Telering Vertrag

Ohne interne Informationen ist es schwierig, konkrete Ziele von “tele.ring” zu formulieren und wie sie den Erfolg der “Indian Guy”-Kampagne messen wollen. Das allgemeine Ziel von T-Mobile (als Eigentümer der Marke “tele.ring”) könnte darin bestehen, die Zahl der Kunden zu erhöhen, indem neue Vertrags- und Prepaid-Kunden gewonnen werden, bestehende Kunden gehalten und Marktanteile von Wettbewerbern gewonnen werden. 9 Erfolgsmagazin. (2009). Werbekampagne mit Wirkung. Abgerufen am 9. August 2010 von magazin.unternehmerweb.at/index.php/2009/01/27/werbekampagne-mit-wirkung-frag-doch-den-kurzinterview-mit-thomas-kicker-marketingleiter-telering/ T-Mobile Austria: Vertragsmarke: T-Mobile Discountmarke: tele.ring Prepaid-Marke: twist, klax, Mücke 14 Pressetext Austria. (2009). “tele.ring” wirbt als erster und einziger Mobilfunkanbieter mit und für Mobile Tagging.

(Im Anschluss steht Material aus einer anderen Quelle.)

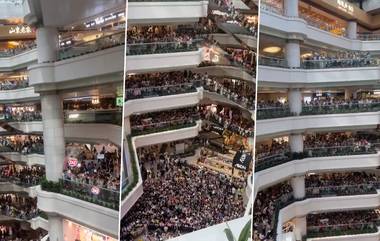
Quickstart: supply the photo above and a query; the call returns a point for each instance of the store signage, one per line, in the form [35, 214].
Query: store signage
[95, 190]
[345, 6]
[242, 160]
[73, 162]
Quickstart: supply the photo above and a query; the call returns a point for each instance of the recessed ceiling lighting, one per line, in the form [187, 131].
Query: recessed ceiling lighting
[272, 49]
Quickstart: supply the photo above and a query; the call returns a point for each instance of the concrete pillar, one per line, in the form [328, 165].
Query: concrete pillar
[291, 8]
[47, 44]
[295, 101]
[54, 141]
[352, 30]
[127, 125]
[296, 142]
[55, 228]
[298, 185]
[300, 227]
[293, 53]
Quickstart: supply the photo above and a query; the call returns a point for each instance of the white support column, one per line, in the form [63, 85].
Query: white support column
[293, 53]
[54, 140]
[296, 142]
[47, 44]
[291, 8]
[55, 228]
[295, 101]
[300, 228]
[127, 125]
[298, 185]
[352, 30]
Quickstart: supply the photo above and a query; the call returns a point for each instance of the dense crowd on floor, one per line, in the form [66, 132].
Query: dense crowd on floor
[180, 198]
[95, 167]
[24, 175]
[230, 119]
[24, 144]
[18, 206]
[156, 121]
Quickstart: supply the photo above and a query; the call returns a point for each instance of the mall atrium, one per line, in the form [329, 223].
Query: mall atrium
[316, 171]
[61, 97]
[188, 119]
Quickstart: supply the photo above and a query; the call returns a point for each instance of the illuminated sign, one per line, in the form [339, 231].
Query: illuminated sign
[345, 6]
[20, 30]
[119, 101]
[95, 190]
[73, 162]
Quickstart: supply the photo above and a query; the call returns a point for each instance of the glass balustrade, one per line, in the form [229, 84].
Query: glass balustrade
[105, 42]
[94, 116]
[162, 47]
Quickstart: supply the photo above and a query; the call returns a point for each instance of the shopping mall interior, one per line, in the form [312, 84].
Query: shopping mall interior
[317, 139]
[188, 119]
[61, 98]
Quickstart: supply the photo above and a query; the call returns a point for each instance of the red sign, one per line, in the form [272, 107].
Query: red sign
[73, 162]
[95, 190]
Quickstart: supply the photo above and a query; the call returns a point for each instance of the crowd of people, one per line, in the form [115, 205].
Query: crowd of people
[98, 166]
[14, 83]
[24, 175]
[231, 119]
[20, 48]
[238, 91]
[18, 206]
[156, 121]
[339, 60]
[267, 203]
[179, 198]
[24, 144]
[342, 223]
[22, 113]
[160, 84]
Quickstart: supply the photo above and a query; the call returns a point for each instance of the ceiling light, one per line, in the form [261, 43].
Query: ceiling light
[272, 50]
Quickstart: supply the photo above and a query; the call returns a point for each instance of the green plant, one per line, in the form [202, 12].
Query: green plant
[244, 234]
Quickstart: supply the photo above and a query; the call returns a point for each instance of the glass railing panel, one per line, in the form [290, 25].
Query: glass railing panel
[164, 126]
[274, 62]
[273, 112]
[156, 91]
[91, 193]
[94, 116]
[340, 63]
[340, 108]
[163, 47]
[105, 42]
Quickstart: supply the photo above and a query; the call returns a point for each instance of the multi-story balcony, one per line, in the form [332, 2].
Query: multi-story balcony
[160, 56]
[166, 11]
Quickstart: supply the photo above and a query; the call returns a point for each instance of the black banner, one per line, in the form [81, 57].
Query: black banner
[242, 160]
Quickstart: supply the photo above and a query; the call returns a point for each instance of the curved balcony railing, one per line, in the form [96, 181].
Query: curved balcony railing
[94, 116]
[342, 229]
[322, 64]
[90, 193]
[14, 86]
[106, 42]
[273, 112]
[163, 47]
[288, 199]
[266, 162]
[13, 52]
[35, 149]
[156, 91]
[164, 126]
[340, 108]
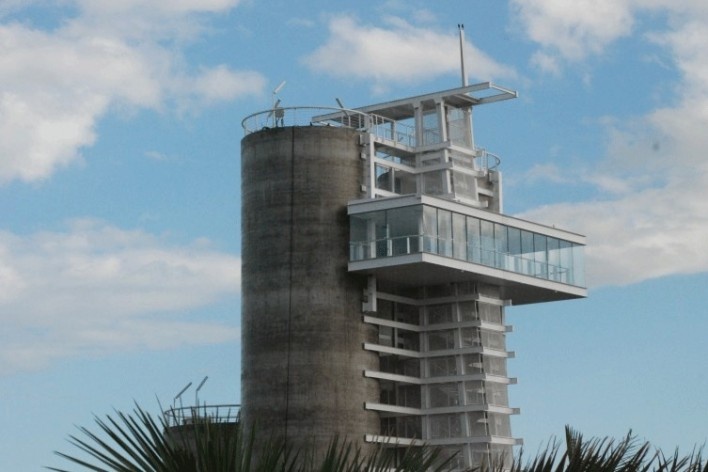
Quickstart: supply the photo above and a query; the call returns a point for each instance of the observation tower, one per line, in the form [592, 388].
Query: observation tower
[377, 265]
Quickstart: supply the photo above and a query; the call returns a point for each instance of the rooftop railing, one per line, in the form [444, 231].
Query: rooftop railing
[227, 413]
[379, 126]
[304, 116]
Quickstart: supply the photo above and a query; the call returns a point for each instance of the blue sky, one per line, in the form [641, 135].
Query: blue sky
[119, 193]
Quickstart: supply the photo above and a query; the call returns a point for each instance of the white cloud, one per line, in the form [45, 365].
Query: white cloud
[56, 85]
[655, 223]
[573, 29]
[95, 289]
[220, 84]
[397, 52]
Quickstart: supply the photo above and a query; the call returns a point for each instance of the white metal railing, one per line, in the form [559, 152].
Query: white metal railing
[413, 244]
[304, 116]
[391, 130]
[226, 413]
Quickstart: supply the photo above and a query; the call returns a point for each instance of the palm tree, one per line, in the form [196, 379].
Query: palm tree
[139, 443]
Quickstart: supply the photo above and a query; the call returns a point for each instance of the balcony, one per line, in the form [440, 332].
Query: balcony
[420, 240]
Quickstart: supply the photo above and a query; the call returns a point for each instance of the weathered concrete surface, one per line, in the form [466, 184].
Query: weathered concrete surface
[302, 329]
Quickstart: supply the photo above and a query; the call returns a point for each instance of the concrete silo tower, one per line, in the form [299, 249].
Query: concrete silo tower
[377, 263]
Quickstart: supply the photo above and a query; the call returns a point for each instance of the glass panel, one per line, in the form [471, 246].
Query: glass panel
[496, 394]
[433, 182]
[499, 425]
[474, 393]
[386, 336]
[438, 291]
[407, 313]
[468, 311]
[409, 340]
[442, 395]
[490, 313]
[431, 128]
[439, 340]
[439, 314]
[493, 340]
[474, 241]
[488, 249]
[540, 247]
[526, 263]
[409, 395]
[578, 266]
[409, 427]
[403, 229]
[472, 364]
[477, 423]
[458, 127]
[459, 237]
[430, 229]
[444, 233]
[554, 270]
[495, 365]
[471, 337]
[442, 366]
[501, 245]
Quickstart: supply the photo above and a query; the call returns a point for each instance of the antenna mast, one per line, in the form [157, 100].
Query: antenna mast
[461, 28]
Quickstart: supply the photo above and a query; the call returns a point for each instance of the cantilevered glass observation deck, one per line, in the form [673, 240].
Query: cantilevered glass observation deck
[421, 239]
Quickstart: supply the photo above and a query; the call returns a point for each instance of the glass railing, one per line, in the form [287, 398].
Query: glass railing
[412, 244]
[227, 413]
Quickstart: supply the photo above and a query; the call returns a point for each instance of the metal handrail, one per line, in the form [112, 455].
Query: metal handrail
[224, 413]
[304, 116]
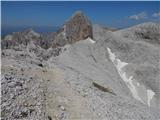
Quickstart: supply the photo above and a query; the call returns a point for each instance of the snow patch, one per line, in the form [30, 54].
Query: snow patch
[91, 41]
[64, 31]
[129, 81]
[150, 95]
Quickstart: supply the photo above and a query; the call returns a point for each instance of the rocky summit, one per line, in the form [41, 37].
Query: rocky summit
[82, 72]
[77, 28]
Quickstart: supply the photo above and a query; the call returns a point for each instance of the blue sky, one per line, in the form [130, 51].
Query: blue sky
[52, 13]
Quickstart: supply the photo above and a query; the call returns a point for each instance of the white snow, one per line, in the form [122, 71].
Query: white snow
[150, 95]
[8, 37]
[92, 41]
[111, 55]
[129, 81]
[138, 84]
[64, 32]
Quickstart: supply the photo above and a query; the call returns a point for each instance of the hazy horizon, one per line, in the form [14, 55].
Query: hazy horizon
[48, 14]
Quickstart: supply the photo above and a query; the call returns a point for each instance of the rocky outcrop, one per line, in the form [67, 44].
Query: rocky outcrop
[19, 38]
[77, 28]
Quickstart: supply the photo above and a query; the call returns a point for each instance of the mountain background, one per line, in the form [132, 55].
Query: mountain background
[82, 70]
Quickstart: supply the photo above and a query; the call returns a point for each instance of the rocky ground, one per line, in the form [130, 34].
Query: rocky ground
[81, 80]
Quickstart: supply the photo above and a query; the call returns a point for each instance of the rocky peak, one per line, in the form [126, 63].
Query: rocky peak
[77, 28]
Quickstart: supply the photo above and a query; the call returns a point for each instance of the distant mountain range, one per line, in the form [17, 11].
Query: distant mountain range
[41, 29]
[82, 71]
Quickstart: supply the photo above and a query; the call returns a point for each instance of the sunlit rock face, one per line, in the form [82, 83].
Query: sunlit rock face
[135, 87]
[77, 28]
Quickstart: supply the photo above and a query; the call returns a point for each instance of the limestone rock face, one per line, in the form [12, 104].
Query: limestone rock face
[77, 28]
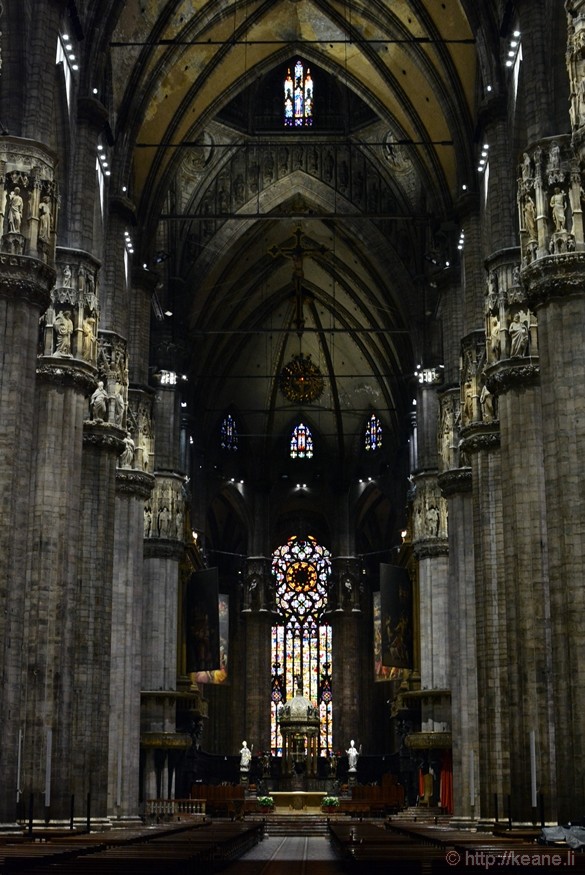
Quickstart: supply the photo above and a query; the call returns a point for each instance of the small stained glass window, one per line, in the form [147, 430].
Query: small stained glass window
[301, 442]
[229, 434]
[373, 436]
[298, 97]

Abgerufen am 11. August 2010 von www.pressetext.at/news/090512011/telering-wirbt-als-erster-mobilfunkanbieter-mit-und-fuer-mobile-tagging/ Der indische Mann fährt fort: “Alle Tarife ohne Vertragsverpflichtungen! T-Mobile Austria ist das am besten positionierte Unternehmen auf dem österreichischen Markt, denn sie können zwei verschiedene Marken (T-Mobile und “tele.ring”) mit variablen Zielgruppen und Vertriebskanälen anbieten (“tele.ring” hat noch eigene Shops).

Für beide Marken stehen dort weitere Prepaid-Produkte zur Verfügung. A1 und Orange bieten nur ihre Vertragsprodukte und eine zusätzliche Prepaid-Marke im Discount-Segment an. Für 3 ist kein Prepaid- oder Rabattprodukt verfügbar. (n.d.). Kanal des Telerings. Abgerufen am 10. August 2010 von www.youtube.com/teleringtv 30 “tele.ring”. (n.d.) Tanz mit dem Inder! Abgerufen am 11. August 2010 von tanzen.telering.at A1 Telekom Austria: Vertragsmarke: A1 Discountmarke: – Prepaid-Marke: bob Jeder Österreicher (vom Baby bis zum Rentner) hat 1,37 Mobiltelefone und der Höhepunkt ist bereits nicht erreicht. Der Markt ist gut entwickelt und der Wettbewerb verursacht sehr günstige Gebühren und Kosten für die Kunden. Die Unternehmen investieren viel Geld in Marketingaktivitäten und das ganze Jahr über gibt es Sonderangebote.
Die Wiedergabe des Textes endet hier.